There's a good chess quote that I can't remember exactly, which I think was first (?) said by GM Ljubomir Ljubojevic, and goes something like: "Chess is not something you can learn; chess is something you must understand." It's counter-intuitive, but rather profound, and strikes to the heart of pedagogy. You can try to teach someone any number of things but until they sit down and puzzle it out for themselves, they really haven't understood it. I reminds me somewhat of another old saying: "Everything I learned I have forgotten; everything I know I guessed!"
If a chess player is wearing the same clothes every day there are several likely explanations: he may have lost his suitcase on the way to the tournament, he may have brought no other clothes anyway, or he keeps putting on the same clothes out of superstition, as they had served him well in the games he played so far. A famous example of a player being attached to a piece of clothing is Vasily Ivanchuk.
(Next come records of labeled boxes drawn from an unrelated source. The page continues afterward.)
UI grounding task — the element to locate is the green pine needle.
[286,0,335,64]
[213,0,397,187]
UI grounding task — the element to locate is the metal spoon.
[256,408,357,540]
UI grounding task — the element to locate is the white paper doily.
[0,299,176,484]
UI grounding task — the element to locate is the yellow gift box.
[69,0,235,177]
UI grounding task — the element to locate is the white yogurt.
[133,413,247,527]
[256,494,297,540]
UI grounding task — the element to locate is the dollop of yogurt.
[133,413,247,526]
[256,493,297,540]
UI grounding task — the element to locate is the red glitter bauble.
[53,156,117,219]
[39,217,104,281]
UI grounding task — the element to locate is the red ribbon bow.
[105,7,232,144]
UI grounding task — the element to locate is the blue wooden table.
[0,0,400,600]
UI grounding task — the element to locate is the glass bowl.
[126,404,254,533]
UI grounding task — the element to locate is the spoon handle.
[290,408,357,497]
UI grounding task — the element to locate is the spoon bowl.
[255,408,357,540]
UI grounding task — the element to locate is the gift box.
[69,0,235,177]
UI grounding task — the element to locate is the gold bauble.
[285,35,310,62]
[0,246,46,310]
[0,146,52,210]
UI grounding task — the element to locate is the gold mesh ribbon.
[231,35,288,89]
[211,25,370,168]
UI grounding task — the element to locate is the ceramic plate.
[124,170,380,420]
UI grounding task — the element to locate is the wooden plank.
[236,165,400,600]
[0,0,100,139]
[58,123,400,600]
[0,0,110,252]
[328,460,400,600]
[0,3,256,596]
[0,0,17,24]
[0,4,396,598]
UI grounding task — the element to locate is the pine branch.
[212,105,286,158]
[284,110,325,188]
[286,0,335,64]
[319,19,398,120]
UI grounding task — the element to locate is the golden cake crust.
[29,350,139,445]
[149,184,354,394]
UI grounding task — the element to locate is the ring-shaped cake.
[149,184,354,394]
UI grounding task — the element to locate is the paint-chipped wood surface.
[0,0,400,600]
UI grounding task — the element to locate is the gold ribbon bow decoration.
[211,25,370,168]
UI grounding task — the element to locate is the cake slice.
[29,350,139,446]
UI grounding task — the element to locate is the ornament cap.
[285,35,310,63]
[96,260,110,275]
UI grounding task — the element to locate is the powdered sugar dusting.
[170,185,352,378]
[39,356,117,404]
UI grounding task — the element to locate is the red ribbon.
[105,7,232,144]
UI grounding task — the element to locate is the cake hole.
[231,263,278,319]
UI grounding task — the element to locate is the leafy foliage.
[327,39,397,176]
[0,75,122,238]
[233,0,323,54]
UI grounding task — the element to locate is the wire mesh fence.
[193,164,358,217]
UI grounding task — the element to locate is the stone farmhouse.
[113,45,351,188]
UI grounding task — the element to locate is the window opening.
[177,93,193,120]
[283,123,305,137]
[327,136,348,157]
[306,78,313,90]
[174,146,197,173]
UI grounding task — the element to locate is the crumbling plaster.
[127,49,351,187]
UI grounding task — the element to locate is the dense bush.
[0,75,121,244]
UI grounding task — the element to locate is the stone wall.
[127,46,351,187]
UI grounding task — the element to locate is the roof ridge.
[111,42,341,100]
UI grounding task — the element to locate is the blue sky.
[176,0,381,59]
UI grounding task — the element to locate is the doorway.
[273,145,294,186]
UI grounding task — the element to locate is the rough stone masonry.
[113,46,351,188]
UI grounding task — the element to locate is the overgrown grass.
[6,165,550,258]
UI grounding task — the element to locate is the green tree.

The Ukrainian’s fondness for his favourite Real Madrid training jacket even drove the organizers in Linares to despair when he started to wear it on stage (and he was quickly asked never to do that again). Therefore, we tried to imagine his sadness when he lost this jacket during the robbery in Brazil at the end of the first leg of the Sao Paulo/Bilbao Grand Slam Final last year (2011), and were surprised when he explained to us in Bilbao that it was no big deal.
But apparently it still is his lucky jacket. When much to our surprise we saw him wear it in the players’ hotel in Wijk aan Zee, he confirmed that almost by a miracle, it had not been in the suitcase that had been stolen in Brazil. What’s more, unknown to the organizers or the arbiters he was wearing it in the playing hall during the Tata Steel tournament almost every day, carefully hidden underneath another more formal jacket! We were not sure of this, but when we expressed our suspicions on the final day, Ivanchuk shrugged, unbuttoned the upper jacket and lo and behold!
There was a now-defunct chess magazine called American Chess Journal. It ran three issues.
In Number 3, 1995, p. 115, Alex Dunne wrote a review of Stephan Gerzadowicz’s “Journal of a Chess Master”.
The Rat Opening is G’s favorite defense. Discussing it, Dunne gives this sketch of Duncan Suttles:
Many years ago a heretic named Duncan Suttles drifted out of the northern tundra and won a lot of games by ignoring the center, fianchettoing the dark-squared bishop, and playing his knights to h6 and a6. He won so often that he became a grandmaster of both OTB and postal chess. His style of play seduced a lot of players who considered the Romantic style too old-fashioned and the Classical style too dry. But no one could be quite as subtle as Suttles, eventually not even Suttles, who drifted back to oblivion in the frozen North.
(Although Suttles has left the scene, his influence hasn’t. As Black, Gerzadowicz plays the Rat, the Robatsch, the Pirc, the Modern, the King’s Fianchetto, and the Irregular Opening – they are all one.)